Pozantı - Belemedik - Adana











Soğuk ve kapalı bir Karaman sabahından, hafta içi planladığımız Pozantı Adana gezisi için üstad Cengizle birlikte çıktık yolumuza.

Ereğlide bizi karşılayan yağmur gün boyunca yoldaşımız oldu bize.
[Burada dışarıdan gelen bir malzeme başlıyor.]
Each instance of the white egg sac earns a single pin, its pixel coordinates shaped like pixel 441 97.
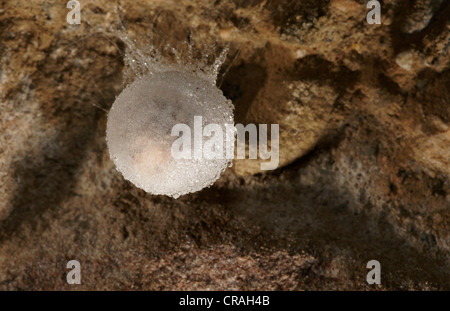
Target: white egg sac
pixel 139 130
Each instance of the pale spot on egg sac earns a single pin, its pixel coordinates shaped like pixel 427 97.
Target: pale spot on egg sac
pixel 140 124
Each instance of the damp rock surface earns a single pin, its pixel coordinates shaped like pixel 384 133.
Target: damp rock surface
pixel 364 136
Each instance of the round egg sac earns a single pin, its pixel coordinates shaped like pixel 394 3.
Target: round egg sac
pixel 139 132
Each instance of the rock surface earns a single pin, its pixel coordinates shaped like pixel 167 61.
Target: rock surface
pixel 364 114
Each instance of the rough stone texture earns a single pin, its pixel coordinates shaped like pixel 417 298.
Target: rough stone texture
pixel 364 114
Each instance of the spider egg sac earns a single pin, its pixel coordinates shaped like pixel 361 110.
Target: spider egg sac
pixel 139 131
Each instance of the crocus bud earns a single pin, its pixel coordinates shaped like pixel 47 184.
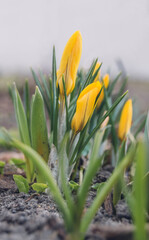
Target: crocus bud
pixel 85 106
pixel 125 120
pixel 69 63
pixel 95 69
pixel 105 81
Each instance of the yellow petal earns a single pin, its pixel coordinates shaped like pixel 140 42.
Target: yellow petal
pixel 95 69
pixel 69 63
pixel 105 81
pixel 85 106
pixel 125 120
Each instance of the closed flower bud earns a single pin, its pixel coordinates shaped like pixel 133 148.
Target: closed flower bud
pixel 125 120
pixel 85 106
pixel 69 63
pixel 105 81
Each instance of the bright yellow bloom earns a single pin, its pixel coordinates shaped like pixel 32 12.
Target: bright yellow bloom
pixel 69 63
pixel 105 81
pixel 85 106
pixel 95 69
pixel 125 120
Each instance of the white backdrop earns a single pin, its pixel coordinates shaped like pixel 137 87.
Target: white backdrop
pixel 111 30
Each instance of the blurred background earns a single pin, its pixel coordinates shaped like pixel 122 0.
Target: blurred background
pixel 115 31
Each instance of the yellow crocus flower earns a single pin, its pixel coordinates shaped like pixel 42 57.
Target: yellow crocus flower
pixel 85 106
pixel 95 69
pixel 105 81
pixel 125 120
pixel 69 63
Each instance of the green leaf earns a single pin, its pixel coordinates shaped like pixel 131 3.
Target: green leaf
pixel 21 117
pixel 21 183
pixel 139 186
pixel 23 129
pixel 39 187
pixel 112 85
pixel 41 90
pixel 20 163
pixel 119 185
pixel 27 102
pixel 89 215
pixel 146 134
pixel 73 185
pixel 89 75
pixel 44 170
pixel 98 186
pixel 66 106
pixel 73 158
pixel 93 166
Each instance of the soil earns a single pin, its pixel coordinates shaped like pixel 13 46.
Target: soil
pixel 35 216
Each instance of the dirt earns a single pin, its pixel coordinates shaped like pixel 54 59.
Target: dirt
pixel 35 216
pixel 32 216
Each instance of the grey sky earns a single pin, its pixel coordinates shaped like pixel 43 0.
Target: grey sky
pixel 111 30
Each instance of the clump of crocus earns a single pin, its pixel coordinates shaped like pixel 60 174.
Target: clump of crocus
pixel 105 82
pixel 98 64
pixel 69 63
pixel 85 106
pixel 125 120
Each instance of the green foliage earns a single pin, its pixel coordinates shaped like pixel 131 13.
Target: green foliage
pixel 39 187
pixel 53 154
pixel 39 133
pixel 20 163
pixel 21 183
pixel 2 165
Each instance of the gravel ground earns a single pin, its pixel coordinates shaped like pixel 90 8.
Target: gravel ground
pixel 33 216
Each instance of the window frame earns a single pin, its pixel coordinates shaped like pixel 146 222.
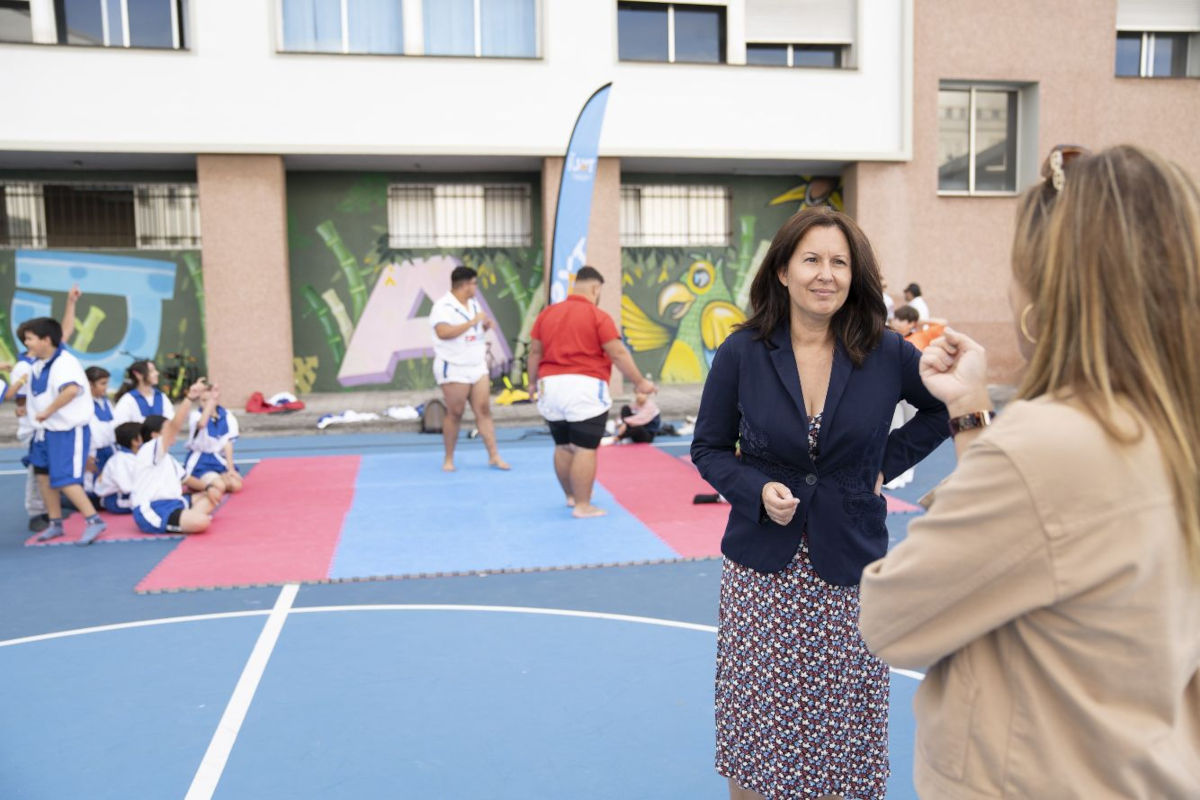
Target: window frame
pixel 1018 150
pixel 1146 53
pixel 685 194
pixel 463 192
pixel 58 8
pixel 144 239
pixel 721 41
pixel 841 52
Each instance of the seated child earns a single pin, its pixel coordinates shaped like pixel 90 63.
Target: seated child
pixel 61 411
pixel 907 324
pixel 139 395
pixel 114 485
pixel 211 433
pixel 157 498
pixel 641 422
pixel 101 426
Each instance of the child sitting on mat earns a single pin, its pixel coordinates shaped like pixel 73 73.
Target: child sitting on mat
pixel 211 432
pixel 114 485
pixel 640 422
pixel 139 396
pixel 159 501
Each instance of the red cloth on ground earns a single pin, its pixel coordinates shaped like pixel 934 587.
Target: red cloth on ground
pixel 573 334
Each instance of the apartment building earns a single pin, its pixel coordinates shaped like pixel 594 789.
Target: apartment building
pixel 274 192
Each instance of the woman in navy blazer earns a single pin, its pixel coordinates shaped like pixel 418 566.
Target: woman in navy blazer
pixel 795 431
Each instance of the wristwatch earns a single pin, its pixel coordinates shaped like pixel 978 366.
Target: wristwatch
pixel 971 421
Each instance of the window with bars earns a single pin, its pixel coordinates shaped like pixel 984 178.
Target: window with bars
pixel 460 215
pixel 144 216
pixel 675 216
pixel 101 23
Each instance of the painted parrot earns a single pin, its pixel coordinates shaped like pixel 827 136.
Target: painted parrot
pixel 706 314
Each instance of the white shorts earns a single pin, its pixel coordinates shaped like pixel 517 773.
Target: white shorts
pixel 573 398
pixel 457 373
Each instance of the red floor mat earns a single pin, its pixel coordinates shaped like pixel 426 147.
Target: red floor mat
pixel 283 527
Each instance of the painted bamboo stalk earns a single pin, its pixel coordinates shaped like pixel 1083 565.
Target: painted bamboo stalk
pixel 349 265
pixel 325 319
pixel 85 331
pixel 340 314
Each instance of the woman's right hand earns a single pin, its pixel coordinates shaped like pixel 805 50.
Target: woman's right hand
pixel 779 503
pixel 954 370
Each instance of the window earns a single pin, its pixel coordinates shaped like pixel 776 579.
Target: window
pixel 1152 55
pixel 977 139
pixel 475 28
pixel 796 55
pixel 342 26
pixel 673 32
pixel 673 216
pixel 150 216
pixel 459 215
pixel 119 23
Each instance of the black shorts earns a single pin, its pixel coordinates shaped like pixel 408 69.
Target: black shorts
pixel 585 433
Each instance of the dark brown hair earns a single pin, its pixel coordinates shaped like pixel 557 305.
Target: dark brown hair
pixel 859 323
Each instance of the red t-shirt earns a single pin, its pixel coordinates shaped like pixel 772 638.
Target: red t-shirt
pixel 573 335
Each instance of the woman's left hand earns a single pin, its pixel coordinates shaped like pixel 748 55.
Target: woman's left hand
pixel 954 370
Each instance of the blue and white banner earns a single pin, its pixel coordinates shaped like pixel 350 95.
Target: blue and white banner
pixel 569 246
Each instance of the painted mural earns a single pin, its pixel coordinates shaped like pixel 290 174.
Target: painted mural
pixel 133 305
pixel 678 304
pixel 360 308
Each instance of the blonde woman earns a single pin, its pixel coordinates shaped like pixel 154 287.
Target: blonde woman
pixel 1053 589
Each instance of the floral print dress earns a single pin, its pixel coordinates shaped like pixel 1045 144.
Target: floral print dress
pixel 802 705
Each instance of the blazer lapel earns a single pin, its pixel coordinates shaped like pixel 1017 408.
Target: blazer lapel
pixel 785 365
pixel 839 376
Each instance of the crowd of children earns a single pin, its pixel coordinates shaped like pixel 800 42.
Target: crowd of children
pixel 114 457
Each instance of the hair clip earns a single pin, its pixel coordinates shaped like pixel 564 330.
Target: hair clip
pixel 1057 176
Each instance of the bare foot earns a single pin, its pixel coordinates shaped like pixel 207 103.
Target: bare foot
pixel 583 512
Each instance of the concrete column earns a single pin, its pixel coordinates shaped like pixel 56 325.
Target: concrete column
pixel 604 232
pixel 246 289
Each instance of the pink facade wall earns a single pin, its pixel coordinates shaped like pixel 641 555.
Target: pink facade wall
pixel 249 318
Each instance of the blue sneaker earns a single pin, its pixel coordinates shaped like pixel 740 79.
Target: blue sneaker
pixel 95 528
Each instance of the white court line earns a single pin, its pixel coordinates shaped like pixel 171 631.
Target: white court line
pixel 217 755
pixel 400 607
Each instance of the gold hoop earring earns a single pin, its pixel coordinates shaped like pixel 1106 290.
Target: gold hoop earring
pixel 1024 324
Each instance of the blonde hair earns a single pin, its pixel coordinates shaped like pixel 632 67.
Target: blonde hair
pixel 1113 266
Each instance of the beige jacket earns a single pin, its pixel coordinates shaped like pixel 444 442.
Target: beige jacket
pixel 1049 588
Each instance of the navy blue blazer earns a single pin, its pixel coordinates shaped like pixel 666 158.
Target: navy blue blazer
pixel 753 396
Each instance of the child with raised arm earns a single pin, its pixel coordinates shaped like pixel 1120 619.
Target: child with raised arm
pixel 139 395
pixel 114 485
pixel 211 432
pixel 159 501
pixel 61 410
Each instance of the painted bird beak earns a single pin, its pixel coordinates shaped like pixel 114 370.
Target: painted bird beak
pixel 675 300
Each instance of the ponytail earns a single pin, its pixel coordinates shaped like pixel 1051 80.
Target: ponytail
pixel 135 371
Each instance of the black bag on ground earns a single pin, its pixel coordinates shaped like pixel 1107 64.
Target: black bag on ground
pixel 432 415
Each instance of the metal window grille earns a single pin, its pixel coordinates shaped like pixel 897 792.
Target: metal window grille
pixel 168 216
pixel 675 216
pixel 147 216
pixel 459 215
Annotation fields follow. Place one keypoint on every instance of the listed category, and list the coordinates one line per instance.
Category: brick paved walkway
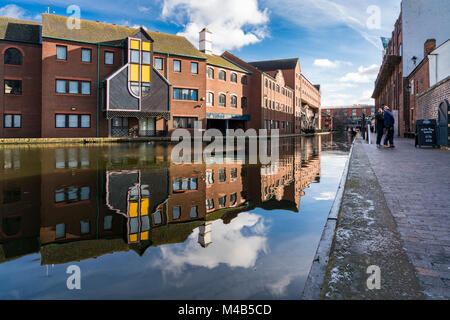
(416, 185)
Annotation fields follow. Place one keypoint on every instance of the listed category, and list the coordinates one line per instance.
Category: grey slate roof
(272, 65)
(12, 29)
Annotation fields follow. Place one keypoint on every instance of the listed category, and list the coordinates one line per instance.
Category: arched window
(222, 75)
(222, 100)
(210, 73)
(13, 56)
(233, 103)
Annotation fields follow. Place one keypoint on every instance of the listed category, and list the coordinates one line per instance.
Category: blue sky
(338, 42)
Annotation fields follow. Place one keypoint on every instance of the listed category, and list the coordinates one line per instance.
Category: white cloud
(364, 75)
(230, 246)
(325, 63)
(234, 23)
(13, 11)
(143, 9)
(355, 14)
Yolda görmeyi çok istediğim bolkarlar etrafımızı kaplayan sis ve yağmur sebebiyle bize asi ve heybetli görüntüsünü vermesede siste yolculuk çok keyifliydi. koskocaman bir hiçliğin ortasında gibiydik. müzik ve muhabbetle zaman kaygısı olmadan kendimizi bir anda pozantıda bulduk.

yüreğimizin değil midemizin sesini dinledik ve şehir girişinde bayanların gözleme yaptığı bir mekana kurulduk. gözlemenin yanında benim ricamı kırmayarak tavada yumurta yapmaları bonus oldu. bol çay, gözleme ve salatayla kahvaltımızı yaptık. hesabı ödemeye gittim ocak başındaki bayanların yanına. bana 6 lira dediler. okadar yediğimiz şey için çok ucuz kazıklasaydınız bizi dedim :) ve 10 lira verdim. samimi ve gülümseyen insanlar bırakarak ardımızda belemediğe doğru yola çıktık.

yol boyunca yanımızda akan dere ve çınar ağaçlarının inanılmaz güzel sonbahar tadında renkleri, torosların ihtişamı bize eşlik etti. Belemedik köken olarak bilemedikten geliyor. Almanlar demir yolunu yaparken çift taraflı belemedik noktasında rayların birleşme noktasını tam hesaplayamamışlar ve o noktaya bilemedik adını koymuşlar :) tren istasyonuna aracımızı bıraktıktan sonra alman yerleşim bölgesine fotoğraf çekmeye gittik.yıkılmış harabe yapılar, çınar ağaçları ve bu güzellikte yaşama şansına erişmiş bir kaç yöre insanı. bol fotoğraf çektik. sonbahar kendisini belli etmiş etraf sarı ve yeşilin renk karmaşasına bürünmüştü. derin bir sessizlik, hafif yağmur. hayatımın kalanını ve ölümü yaşayacağım yer gibi hissettim bu coğrafyayı. belemediği terkederken içimden bir ses burayı daha çok göreceğimi söylüyordu.

Adana'da bizi bekleyen Mustafa Tor ve eşleri Berrin ablayı daha fazla bekletmemek için adana istikametine yola koyulduk. yolda hafif yağmur eşliğinde torosların güzelliğinden çukurovaya doğru yol aldık. beraberimizde yağmuru güneşli bir güne uyanan adanaya getirdikten sonra Berrin ablanın bize sunduğu yorgunluk kahvesinden sonra uzun zamandır hayalini kurduğumuz kebap aksiyonuna doğru yola çıktık. Adana'da tek geçtiğim kolcuoğlu lokantasında inanılmaz bir meze ve salata çeşitliliğine pervasızca saldırdıktan sonra hiç bir yerde lezzetine ulaşamadığımız kebabı afiyetle yedik.

güzel başlayan günümüz, yine yağmur eşliğinde sakin bir geri dönüş yolculuğuyla son buldu.


1 yorum:

Faruk Çiloğlu dedi ki...

Adana Pozantıda Belemedik Yaylası var. Cihan harbinde Fransızların Adanayı işgaliyle halk Kaç kaç " la buraya gelmiş.Büyük ihtimal yeni doğan çocukları belemeye bile fırsat olmadan geldikleri için verilen bir isim.